Les modèles théoriques prévoient que des galaxies de très faible masse puissent ne pas contenir d'étoiles. Il pourrait y en avoir de nombreuses orbitant autour de la Voie Lactée ; plusieurs expériences cherchent actuellement à les dépister. Mais qu'une galaxie presque aussi massive que la Voie Lactée n'ait jamais réussi à former d'étoiles ou les ait intégralement perdues, voilà de quoi rendre perplexe les astrophysiciens. Depuis, une course s'est engagée pour trouver d'autres galaxies fantômes.

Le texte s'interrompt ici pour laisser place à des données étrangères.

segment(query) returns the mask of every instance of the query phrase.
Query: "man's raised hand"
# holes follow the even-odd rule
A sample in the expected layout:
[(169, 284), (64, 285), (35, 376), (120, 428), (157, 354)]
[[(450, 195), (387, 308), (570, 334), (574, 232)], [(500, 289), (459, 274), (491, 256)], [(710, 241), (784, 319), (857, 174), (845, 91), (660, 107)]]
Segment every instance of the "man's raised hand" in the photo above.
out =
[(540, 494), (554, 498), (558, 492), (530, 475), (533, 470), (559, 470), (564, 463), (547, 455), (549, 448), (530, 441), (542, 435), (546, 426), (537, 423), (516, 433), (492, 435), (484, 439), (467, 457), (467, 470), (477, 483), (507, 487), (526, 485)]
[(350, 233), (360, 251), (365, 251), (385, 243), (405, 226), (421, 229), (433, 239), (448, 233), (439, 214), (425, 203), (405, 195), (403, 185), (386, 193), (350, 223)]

Or, une équipe du laboratoire AIM (CEA, Université Paris Diderot, CNRS) vient de montrer, à l'aide de simulations numériques réalisées par le calculateur du CEA/CCRT[2], que VirgoHI 21 n'était en fait probablement qu'un banal débris d'une collision passée entre deux galaxies massives de l'amas de la Vierge. Lorsque deux galaxies se rencontrent, des forces dites « de marée » arrachent une partie des constituants de leurs disques. Ces débris apparaissent le plus souvent sous forme de filaments dénommés « queues de marée », composés à la fois de gaz et d’étoiles. Les chercheurs ont montré que dans certaines conditions, de la matière purement gazeuse pouvait être éjectée à de grandes distances et se recondenser dans le milieu-intergalactique, prenant l’apparence de nuages isolés en rotation, comme pour les galaxies sombres. C'est notamment le cas lorsque des galaxies spirales riches en gaz se croisent à des vitesses aussi élevées que 1000 km/s, fréquentes dans les amas de galaxies tels que celui de la Vierge. Jusqu’à ces derniers travaux, on les pensait incapables de produire de longues queues de marée. Mais les chercheurs ont constaté la présence d'un pont ténu de gaz liant VirgoHI 21 et une galaxie spirale au Sud (Messier 99) qui déjà pouvait suggérer une interaction de marée. Manquait toutefois un des protagonistes de la collision. En réalisant un modèle numérique réaliste de cette structure, les chercheurs d'AIM ont compris que le compagnon se trouvait désormais très loin dans l'amas, hors du champ de vue jusqu'alors considéré : la galaxie spirale Messier 98.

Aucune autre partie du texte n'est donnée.